Lawrence Strout, a professor and researcher who focused on broadcast and print journalism, begins with The Christian Science Monitor’s purpose, “to injure no man, but to bless all mankind.” Acknowledging the respect The Christian Science Monitor had particularly in the 1930s–1950s, Lawrence Strout notes the difference in public opinion regarding The Christian Science Monitor coverage of the McCarthy era (1950–1954). With free access to the private papers of Richard Strout, a distant relative of Lawrence Strout and Monitor reporter who covered the McCarthy subcommittee hearings, Lawrence Strout seeks to get inside The Christian Science Monitor’s internal debates and decision-making at that time. Lawrence Strout documents the build-up of fear of Communist subversives operating inside the government and liberal groups, which led to blacklists, ‘red-baiting’ and the equating of liberalism with socialism and communism—all of which provided fertile ground for McCarthy’s public-seeking crusade.
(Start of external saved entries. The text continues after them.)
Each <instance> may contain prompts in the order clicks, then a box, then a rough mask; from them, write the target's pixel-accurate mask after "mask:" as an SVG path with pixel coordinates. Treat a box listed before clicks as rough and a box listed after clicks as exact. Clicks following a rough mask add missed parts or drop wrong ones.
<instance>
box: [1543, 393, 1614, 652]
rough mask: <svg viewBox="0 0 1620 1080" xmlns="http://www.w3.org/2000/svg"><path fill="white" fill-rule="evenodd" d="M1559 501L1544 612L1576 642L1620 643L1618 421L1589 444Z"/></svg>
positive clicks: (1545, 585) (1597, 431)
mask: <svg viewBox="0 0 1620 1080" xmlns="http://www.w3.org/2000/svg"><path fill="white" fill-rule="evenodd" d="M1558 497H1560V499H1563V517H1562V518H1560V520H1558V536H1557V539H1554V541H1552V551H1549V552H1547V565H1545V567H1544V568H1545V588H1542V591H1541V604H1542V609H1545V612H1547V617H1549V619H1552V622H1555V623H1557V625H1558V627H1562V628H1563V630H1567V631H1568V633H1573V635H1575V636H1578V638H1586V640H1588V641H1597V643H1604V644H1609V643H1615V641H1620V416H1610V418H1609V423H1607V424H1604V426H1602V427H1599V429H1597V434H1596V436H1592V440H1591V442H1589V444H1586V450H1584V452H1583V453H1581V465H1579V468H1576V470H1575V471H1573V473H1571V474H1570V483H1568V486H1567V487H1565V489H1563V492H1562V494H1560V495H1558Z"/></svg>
With step-by-step attention to detail, Lawrence Strout describes each management and The Christian Science Monitor response and reaction—mostly in the columns of Richard Strout and in The Christian Science Monitor editorials. In the final analysis, Lawrence Strout surmises that the ‘conservative’ The Christian Science Monitor sometimes buckled under pressure—at one point temporarily suspending Richard Strout from covering McCarthy. However, for the most part The Christian Science Monitor, from the very beginning, did not abdicate its responsibility, but “consistently over a five-year period attacked McCarthy’s methods” (147) while reporting with restraint and added perspective.